Review
von manjilo
Man kennt es schon. Wieder einer dieser Netflix-Filme, die im Vorfeld und auch danach von Medien und Netflix-Jünger der Generation Z erwähnt, empfohlen und gehypt werden.
Dann schaut man sich den Film an und ist mal wieder fassungslos wie einfach gestrickt und anspruchslos die Medien und die Generation Z sind.
Entweder das, oder die ganzen positiven Reviews, Bewertungen und Artikel in den Medien sind gekauft oder (wie so üblich) einfach Fakes.

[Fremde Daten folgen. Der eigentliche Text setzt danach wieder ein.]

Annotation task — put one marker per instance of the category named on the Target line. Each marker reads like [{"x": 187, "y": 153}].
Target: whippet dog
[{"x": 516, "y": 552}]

Die Idee bzw. Story ist ja gar nicht mal so uninteressant, aber die handwerkliche Umsetzung und darstellerische Leistung ist einfach grausam. Sicherlich hätten die Darsteller es auch geschafft ihr Talent zeigen zu können, aber anscheinend hatten wohl weder die Drehbuchautoren, noch die Produzenten und die Regisseurin Interesse daran.
Schon am Anfang die ganzen Charaktere. Mehr Klischees gehen echt nicht. Mit keinem kann man mitfühlen oder eine Verbindung aufbauen. Alles einfach gestrickt, selbst die Gespräche zwischen denen.
Auch mit den von den Kindern gespielten Charakteren kann man einfach nichts anfangen. Sind eher wie ein Anhängsel der Story.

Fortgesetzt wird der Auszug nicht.